Seven years ago Thursday, Congress passed a statute in response to the horrible attacks of 9/11, inflicted on our nation the week before. That law became the basis for sweeping assertions of government power, including warrantless wiretapping, detentions in the continental United States and at Guantanamo Bay, targeted assassinations, extraordinary renditions, and coercive interrogations. Now, in the few days it has left, the Bush administration wants to expand this law. That would be a mistake.
We are not referring to the USA Patriot Act, passed in October 2001, which quickly became a proxy for the administration's civil-liberties controversies. (As Al Gore put it, "I believe that the Patriot Act … became a kind of Tonkin Gulf Resolution conferring Congress' blessing for this president's assault on civil liberties.") Instead, we write about the 2001 Authorization for Use of Military Force—viewed at the time simply as congressional approval for a military response in Afghanistan. While the Patriot Act comprises more than 100 sections and more than 50,000 words, the AUMF is just two short sections and a few dozen words.

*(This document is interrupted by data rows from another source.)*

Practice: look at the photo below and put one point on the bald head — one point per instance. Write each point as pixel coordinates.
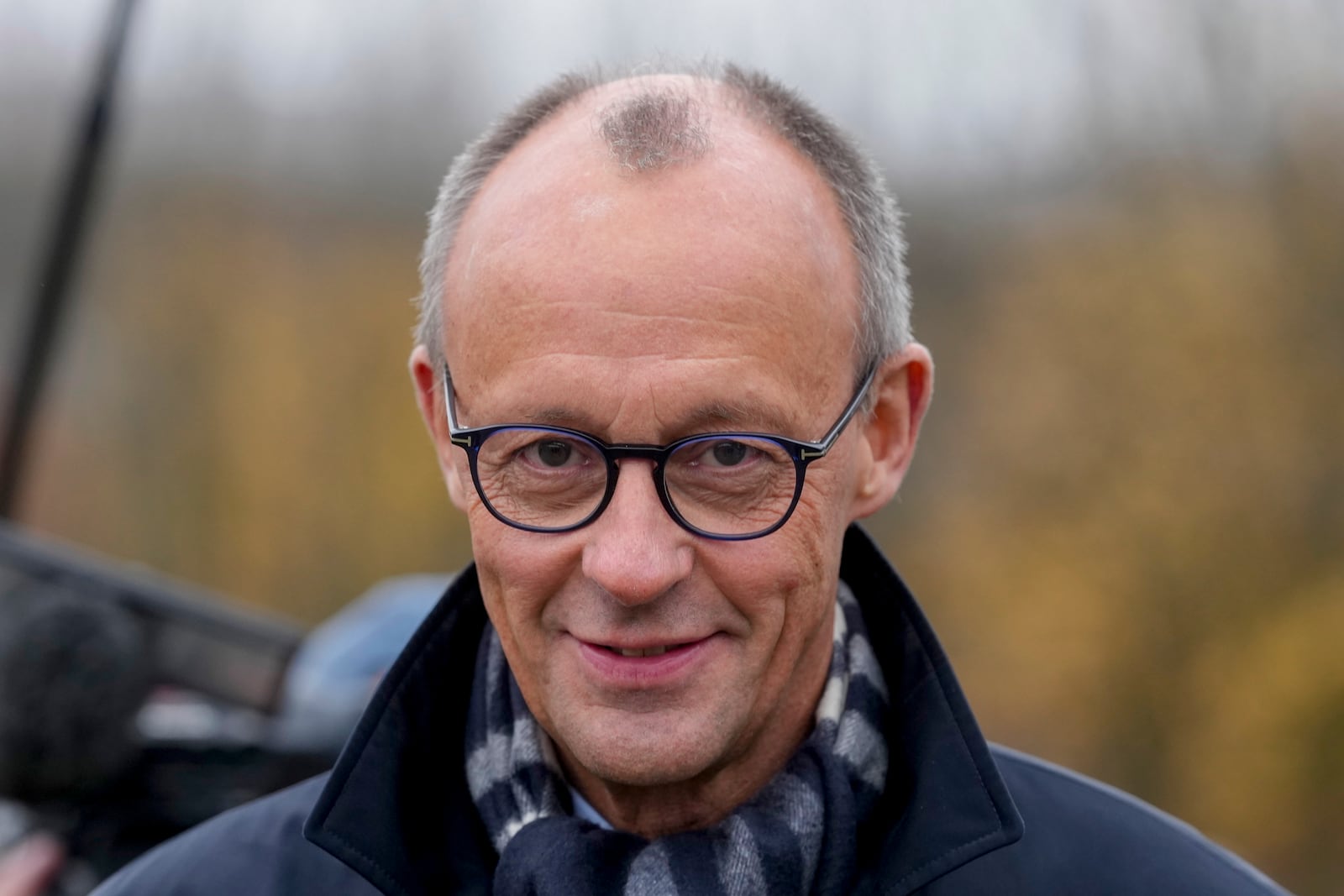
(655, 121)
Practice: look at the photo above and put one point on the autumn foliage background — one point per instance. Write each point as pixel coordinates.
(1126, 517)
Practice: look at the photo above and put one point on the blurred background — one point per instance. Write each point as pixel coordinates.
(1126, 226)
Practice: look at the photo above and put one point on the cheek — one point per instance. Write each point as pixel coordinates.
(528, 569)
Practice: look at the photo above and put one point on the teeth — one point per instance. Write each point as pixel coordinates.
(648, 652)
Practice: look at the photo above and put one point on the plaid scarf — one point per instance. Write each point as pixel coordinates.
(796, 836)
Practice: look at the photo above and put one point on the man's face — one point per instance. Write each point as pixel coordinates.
(718, 295)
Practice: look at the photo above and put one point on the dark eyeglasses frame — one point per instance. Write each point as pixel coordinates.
(801, 453)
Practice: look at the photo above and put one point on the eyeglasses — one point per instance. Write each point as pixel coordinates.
(729, 486)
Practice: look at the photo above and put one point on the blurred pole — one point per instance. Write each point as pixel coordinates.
(62, 253)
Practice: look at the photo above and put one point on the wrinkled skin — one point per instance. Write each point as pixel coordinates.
(717, 295)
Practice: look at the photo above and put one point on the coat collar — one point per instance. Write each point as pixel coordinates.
(396, 809)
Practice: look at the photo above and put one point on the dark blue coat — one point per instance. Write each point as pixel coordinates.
(958, 817)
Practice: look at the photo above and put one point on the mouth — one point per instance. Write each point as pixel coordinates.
(643, 652)
(642, 667)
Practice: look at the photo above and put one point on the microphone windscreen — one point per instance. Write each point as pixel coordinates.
(73, 673)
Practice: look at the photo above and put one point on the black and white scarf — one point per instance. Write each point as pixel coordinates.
(796, 836)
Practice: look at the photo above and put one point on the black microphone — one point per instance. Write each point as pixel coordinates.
(74, 671)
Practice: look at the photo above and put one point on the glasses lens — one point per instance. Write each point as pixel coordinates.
(732, 485)
(539, 477)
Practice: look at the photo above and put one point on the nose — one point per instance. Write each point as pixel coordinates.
(635, 551)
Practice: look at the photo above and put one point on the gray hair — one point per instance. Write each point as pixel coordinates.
(663, 127)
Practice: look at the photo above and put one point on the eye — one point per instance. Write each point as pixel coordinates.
(550, 453)
(727, 453)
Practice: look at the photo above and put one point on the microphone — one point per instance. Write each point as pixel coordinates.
(74, 671)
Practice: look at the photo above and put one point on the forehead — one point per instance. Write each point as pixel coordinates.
(570, 270)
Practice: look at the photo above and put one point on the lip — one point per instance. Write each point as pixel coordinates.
(616, 671)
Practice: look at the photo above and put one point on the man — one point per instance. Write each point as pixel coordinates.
(665, 363)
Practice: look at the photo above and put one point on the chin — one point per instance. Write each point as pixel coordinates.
(647, 754)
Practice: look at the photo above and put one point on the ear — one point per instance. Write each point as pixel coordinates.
(900, 396)
(429, 396)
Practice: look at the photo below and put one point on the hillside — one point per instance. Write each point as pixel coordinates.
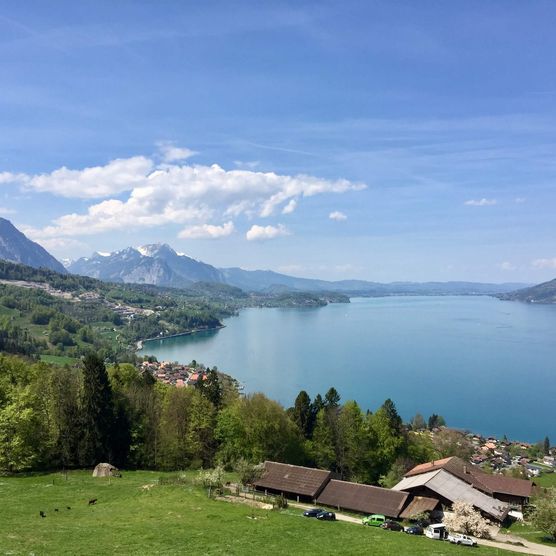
(48, 313)
(541, 293)
(17, 248)
(157, 513)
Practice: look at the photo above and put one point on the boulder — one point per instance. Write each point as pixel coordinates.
(106, 470)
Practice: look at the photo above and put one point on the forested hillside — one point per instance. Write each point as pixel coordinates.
(55, 416)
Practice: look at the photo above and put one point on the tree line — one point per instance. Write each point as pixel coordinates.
(77, 416)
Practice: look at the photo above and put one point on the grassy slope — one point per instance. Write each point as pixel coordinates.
(173, 520)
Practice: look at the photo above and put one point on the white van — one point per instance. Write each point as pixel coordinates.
(436, 531)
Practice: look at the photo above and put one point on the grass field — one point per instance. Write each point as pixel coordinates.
(174, 519)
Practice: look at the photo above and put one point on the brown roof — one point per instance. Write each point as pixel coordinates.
(293, 479)
(363, 498)
(490, 484)
(505, 485)
(418, 505)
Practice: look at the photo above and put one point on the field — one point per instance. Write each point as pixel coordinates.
(132, 517)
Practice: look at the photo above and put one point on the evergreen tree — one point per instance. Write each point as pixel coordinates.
(332, 398)
(302, 414)
(97, 412)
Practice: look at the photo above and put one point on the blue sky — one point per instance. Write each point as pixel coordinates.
(375, 140)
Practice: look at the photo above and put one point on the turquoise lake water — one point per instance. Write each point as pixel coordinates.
(485, 365)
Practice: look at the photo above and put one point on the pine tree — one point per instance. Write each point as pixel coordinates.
(97, 412)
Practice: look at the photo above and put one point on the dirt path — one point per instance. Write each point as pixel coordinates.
(527, 548)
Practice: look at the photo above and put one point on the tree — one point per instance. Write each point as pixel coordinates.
(97, 412)
(448, 442)
(302, 414)
(544, 516)
(332, 398)
(418, 423)
(465, 519)
(436, 421)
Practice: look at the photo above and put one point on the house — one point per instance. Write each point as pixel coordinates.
(447, 489)
(293, 481)
(515, 492)
(363, 498)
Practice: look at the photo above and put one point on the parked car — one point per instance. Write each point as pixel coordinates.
(313, 512)
(391, 525)
(458, 538)
(414, 530)
(376, 520)
(436, 531)
(327, 516)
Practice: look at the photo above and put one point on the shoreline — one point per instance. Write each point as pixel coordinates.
(140, 343)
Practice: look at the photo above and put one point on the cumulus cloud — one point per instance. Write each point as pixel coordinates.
(249, 164)
(261, 233)
(207, 231)
(172, 193)
(480, 202)
(544, 263)
(171, 153)
(122, 174)
(290, 207)
(337, 216)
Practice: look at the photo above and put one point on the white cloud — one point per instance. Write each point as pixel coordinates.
(122, 174)
(173, 193)
(290, 207)
(249, 164)
(337, 216)
(9, 177)
(261, 233)
(171, 153)
(545, 263)
(480, 202)
(207, 231)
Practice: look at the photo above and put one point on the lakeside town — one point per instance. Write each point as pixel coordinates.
(499, 456)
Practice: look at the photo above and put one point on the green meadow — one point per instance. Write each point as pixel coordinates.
(137, 515)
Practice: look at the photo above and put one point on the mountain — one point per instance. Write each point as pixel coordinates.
(541, 293)
(156, 264)
(160, 265)
(18, 248)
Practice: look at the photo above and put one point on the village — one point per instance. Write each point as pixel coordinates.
(174, 373)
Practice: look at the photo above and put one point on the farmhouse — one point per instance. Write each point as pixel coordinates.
(447, 489)
(515, 492)
(303, 483)
(363, 498)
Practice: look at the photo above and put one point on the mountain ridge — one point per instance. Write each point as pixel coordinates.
(16, 247)
(159, 264)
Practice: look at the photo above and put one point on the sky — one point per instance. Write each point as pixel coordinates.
(375, 140)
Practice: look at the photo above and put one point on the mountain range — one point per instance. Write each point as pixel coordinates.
(160, 265)
(18, 248)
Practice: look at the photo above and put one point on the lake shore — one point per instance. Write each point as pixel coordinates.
(140, 344)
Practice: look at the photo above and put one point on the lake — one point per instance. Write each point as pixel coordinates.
(485, 365)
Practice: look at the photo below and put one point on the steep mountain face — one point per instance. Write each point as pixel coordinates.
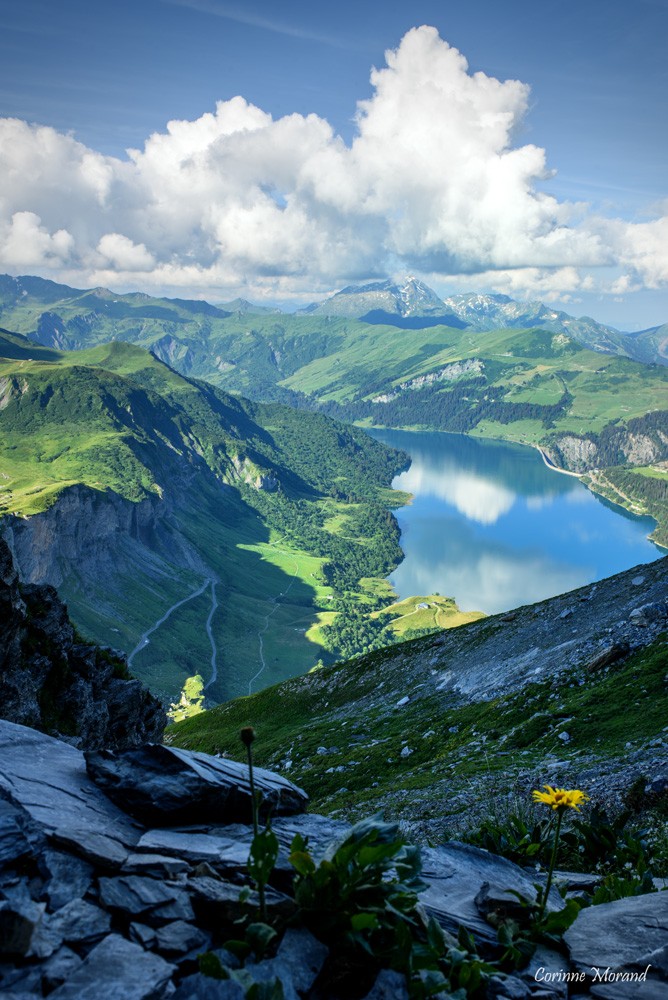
(570, 691)
(53, 681)
(149, 499)
(385, 301)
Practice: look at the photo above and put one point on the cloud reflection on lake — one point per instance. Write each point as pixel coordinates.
(493, 527)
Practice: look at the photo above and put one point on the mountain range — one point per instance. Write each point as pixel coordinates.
(146, 497)
(161, 497)
(412, 304)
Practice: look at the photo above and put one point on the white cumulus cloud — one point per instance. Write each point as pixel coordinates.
(433, 181)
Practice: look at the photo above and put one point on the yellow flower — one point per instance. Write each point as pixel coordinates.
(561, 798)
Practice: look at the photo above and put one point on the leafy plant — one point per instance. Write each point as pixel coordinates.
(363, 890)
(517, 836)
(264, 845)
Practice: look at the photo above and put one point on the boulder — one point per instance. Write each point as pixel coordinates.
(155, 901)
(621, 937)
(199, 987)
(47, 778)
(457, 875)
(55, 683)
(117, 970)
(164, 785)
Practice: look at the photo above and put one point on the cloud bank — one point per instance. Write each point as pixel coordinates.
(432, 182)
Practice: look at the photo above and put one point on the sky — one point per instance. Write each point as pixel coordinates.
(209, 149)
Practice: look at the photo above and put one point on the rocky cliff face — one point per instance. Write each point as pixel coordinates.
(96, 901)
(54, 682)
(94, 533)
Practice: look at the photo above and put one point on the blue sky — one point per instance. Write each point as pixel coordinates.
(270, 210)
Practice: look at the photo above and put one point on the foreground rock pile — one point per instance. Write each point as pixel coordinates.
(53, 681)
(117, 899)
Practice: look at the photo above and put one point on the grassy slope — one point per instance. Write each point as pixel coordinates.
(113, 418)
(340, 360)
(643, 490)
(453, 741)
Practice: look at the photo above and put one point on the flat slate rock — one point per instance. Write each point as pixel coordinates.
(199, 987)
(455, 875)
(48, 778)
(117, 970)
(164, 785)
(619, 935)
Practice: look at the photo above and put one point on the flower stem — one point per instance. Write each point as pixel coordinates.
(252, 784)
(553, 861)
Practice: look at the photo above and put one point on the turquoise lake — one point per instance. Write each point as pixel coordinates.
(492, 526)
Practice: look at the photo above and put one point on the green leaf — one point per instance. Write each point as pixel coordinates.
(210, 965)
(364, 922)
(302, 862)
(259, 936)
(263, 855)
(271, 990)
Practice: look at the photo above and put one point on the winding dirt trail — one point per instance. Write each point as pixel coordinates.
(144, 640)
(261, 631)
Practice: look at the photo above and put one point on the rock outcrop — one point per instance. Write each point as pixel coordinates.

Although you would not know it from comparing the public responses to these two laws, the Bush administration has depended on the AUMF, not the Patriot Act, to authorize its boldest practices. Now, President Bush and his supporters in Congress are seeking a new AUMF because even conservative judges on the federal courts have trimmed the exaggerated readings that the administration has given the 2001 law.
Why would the Bush administration seek to renew these powers as it exits office, with the possibility of a Democratic presidency a few months away? Two reasons. First, in light of the Supreme Court's decision last June in the latest Guantanamo case, Boumediene v. Bush, habeas petitions filed by the Guantanamo detainees are moving through the courts. And for the first time since detainees were brought to Guantanamo more than five years ago, the federal courts have undisputed authority to inquire into the government's legal authority to hold people—there are no more jurisdictional hurdles that the government can erect. That's reason for the administration to want to bolster its authority to hold some people who were either captured away from the battlefield or had little to do with 9/11. A second reason for the administration's interest may be its belief that grants of war powers to the president are a one-way ratchet: If Congress agrees now, it will be harder in future to dial back.
But reaffirming or expanding the AUMF would pose a number of dangers. The AUMF broadly states that the president may use "all necessary and appropriate force" to prevent future terrorist attacks. That breadth of language led the administration to claim the AUMF authorized a vast range of practices, such as warrantless wiretapping, that Congress never had any inkling of when it passed the law. Only some of those programs have come to light; we know little about what else lurks under the auspices of the AUMF.
The AUMF also has no time limit. The consequences are revealed in the administration's claims that it can detain an individual indefinitely in the war on terror, even after he has completely served the sentence imposed on him by a jury in a military tribunal. A law giving the president perpetual war powers is an anomaly in our constitutional system. Moreover, the AUMF gives Congress no ongoing oversight role in the war on terror. It does not mandate that the administration report to Congress on what it has done.